The Poster Elements

This poster is comprised of the following primary elements:

  1. Partial phrase: “constant pressure, constant activism” uttered by Noam Chomsky in a recent interview.
  2. Two Works Progress Administration (WPA) posters:
  3. Font: Blackout by The League of Movable Type
  4. Grit: Manipulated grittiness (me) from a photo by Yeon Li on Unsplash.

The Creation of Fire

The WPA has long been a source of inspiration, awe, and and envy for me. With an extensive background in the arts and theater, the very concept of the government directly investing in the arts in a profound way that leaves a deep impact not only at the time but nearly a century later is something akin to the creation of fire―and the arts was only a part of that wonderful project.

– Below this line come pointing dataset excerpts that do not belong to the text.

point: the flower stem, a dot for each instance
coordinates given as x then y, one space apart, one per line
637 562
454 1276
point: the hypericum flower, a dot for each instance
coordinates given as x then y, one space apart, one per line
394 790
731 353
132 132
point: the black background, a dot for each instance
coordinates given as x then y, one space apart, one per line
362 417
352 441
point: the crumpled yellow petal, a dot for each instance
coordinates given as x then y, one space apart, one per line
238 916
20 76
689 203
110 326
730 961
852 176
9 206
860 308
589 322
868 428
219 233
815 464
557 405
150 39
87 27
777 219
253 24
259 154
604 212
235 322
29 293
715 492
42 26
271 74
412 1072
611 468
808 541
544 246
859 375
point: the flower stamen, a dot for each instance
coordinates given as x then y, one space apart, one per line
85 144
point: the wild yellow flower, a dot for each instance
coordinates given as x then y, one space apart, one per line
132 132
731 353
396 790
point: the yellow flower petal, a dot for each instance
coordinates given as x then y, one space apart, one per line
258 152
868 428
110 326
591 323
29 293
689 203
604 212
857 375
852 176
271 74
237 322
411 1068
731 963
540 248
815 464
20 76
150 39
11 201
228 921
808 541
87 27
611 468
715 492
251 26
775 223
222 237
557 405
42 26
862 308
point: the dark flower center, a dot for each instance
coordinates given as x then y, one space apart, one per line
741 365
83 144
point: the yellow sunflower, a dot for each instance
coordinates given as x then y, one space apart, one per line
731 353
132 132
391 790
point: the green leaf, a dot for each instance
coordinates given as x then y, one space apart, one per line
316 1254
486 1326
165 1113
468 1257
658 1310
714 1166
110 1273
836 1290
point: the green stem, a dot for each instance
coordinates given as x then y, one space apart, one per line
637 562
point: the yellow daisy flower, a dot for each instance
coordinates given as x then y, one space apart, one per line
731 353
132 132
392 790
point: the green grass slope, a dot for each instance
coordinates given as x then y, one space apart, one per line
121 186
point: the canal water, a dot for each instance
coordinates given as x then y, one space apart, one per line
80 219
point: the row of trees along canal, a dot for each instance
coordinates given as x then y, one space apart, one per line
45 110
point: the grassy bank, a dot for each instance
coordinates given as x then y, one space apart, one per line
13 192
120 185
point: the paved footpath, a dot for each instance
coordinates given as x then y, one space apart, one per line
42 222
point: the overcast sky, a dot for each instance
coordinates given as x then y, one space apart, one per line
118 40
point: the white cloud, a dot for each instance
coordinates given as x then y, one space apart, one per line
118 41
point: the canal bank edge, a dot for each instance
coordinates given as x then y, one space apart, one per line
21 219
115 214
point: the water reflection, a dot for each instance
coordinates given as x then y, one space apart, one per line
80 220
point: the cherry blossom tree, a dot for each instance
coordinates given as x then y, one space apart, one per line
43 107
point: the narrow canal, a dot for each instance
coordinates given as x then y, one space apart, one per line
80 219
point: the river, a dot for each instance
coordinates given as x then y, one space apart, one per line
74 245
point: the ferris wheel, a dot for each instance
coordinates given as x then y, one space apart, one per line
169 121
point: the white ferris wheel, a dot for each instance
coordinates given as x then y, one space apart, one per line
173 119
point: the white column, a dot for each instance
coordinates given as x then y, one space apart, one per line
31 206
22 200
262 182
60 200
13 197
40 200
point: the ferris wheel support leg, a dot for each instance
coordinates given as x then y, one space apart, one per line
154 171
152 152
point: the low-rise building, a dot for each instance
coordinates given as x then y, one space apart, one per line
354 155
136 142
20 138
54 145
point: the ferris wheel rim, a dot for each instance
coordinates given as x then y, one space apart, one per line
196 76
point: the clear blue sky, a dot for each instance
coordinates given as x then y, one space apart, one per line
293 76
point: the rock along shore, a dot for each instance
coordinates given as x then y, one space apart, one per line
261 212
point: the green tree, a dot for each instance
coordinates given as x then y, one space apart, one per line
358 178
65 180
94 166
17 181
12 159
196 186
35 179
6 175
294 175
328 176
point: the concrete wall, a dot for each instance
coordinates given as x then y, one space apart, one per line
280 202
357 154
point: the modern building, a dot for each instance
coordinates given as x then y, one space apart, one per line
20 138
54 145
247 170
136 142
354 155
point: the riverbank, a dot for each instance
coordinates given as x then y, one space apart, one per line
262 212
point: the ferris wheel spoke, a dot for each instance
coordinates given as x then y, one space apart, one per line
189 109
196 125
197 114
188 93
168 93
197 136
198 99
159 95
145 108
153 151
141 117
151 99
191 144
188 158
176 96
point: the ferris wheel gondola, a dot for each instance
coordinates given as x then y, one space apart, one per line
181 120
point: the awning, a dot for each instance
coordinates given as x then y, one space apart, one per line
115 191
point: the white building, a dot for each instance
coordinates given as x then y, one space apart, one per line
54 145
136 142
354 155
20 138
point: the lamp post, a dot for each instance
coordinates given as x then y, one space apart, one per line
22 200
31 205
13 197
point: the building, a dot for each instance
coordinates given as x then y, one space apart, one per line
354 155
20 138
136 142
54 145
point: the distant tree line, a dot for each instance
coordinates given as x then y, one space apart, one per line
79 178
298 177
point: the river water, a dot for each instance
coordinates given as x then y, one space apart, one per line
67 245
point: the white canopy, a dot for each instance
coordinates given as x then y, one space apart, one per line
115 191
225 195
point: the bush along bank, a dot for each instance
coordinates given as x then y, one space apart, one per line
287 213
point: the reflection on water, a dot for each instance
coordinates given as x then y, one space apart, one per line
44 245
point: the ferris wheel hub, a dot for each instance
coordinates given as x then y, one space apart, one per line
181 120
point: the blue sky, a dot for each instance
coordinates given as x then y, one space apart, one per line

The recent centrality of the Green New Deal―with it’s framing firmly and clearly recalling the New Deal, from which the WPA emerged―has allowed that previous envy to turn to a weird nostalgic hope that my own lifetime might have such a force of art unleashed on the nation.

And if you haven’t read the Green New Deal take the below, easily accessible links, as me encouraging you to read it. I highly recommend the attractively formatted 14-page PDF version, but here are both: [html] [pdf]

So entwined is this national history of art (even the stylistic components) that as the Green New Deal has continued to grasp the imagination of climate activists it was even promoted by commissioned artwork recalling that distant past.

The Spark

I’ve long been musing and meandering internally about somehow contributing artistically to this Green New Deal reality that I would like to exist. Sanders’ movement was and is a part of that reality and seemed the most obvious conduit through which to achieve it.

It still is.

Noam Chomsky’s musing on the Sanders campaign―notably distinct from the movement―was instructive for me:

It’s common to say now that the Sanders campaign failed. I think that’s a mistake. I think it was an extraordinary success, completely shifted the arena of debate and discussion. Issues that were unthinkable a couple years ago are now right in the middle of attention.

The worst crime he committed, in the eyes of the establishment, is not the policy he’s proposing; it’s the fact that he was able to inspire popular movements, which had already been developing — Occupy, Black Lives Matter, many others — and turn them into an activist movement, which doesn’t just show up every couple years to push a leader and then go home, but applies constant pressure, constant activism and so on. That could affect a Biden administration.

– Noam Chomsky on Democracy Now

US

So in addition to the nice quote and concept of “constant pressure, constant activism,” this comment helped me to contemplate what Sanders’ Not me. Us. movement might look like without the Not me part―just Us, graphically.

The movement without the man.

Yes, it is extremely basic, and no, I can’t say I thought about everything fully here from a design and/or marketing perspective as I was just making a poster with a nice quote, but the simplicity of US being on the bottom center of an otherwise empty sign for many reasons felt right.

  • Underdog: Us isn’t on the top… yet.
  • True Center: Us isn’t even really on the left―Us is center.
  • Young/Small: Us isn’t big enough… yet.
  • Acronym: Us is also the U.S.
  • Sans Sanders: Us doesn’t have a Me that it’s not anymore―it’s just Us.

On the last bullet point: I did briefly contemplate having a Not me on top of the Us, but it’s not needed and it’s not the point. There’s a beautiful simplicity and solidarity in the lone US on a sign, especially when it’s held by characters drawn between 1936 and 1940 as part of the WPA, which was part of the original New Deal, originally to promote books (and presumably the scary socialist libraries that house them). You can see artist Arlington Gregg’s other WPA poster work at the Library of Congress.

Let me know what you think of this thing. And, as the Sanders yard sign was recently stolen from my font yard I’m thinking of replacing it with an “US” yard sign. It might look nice for a minute before it disappears, but it’s meaning would live on.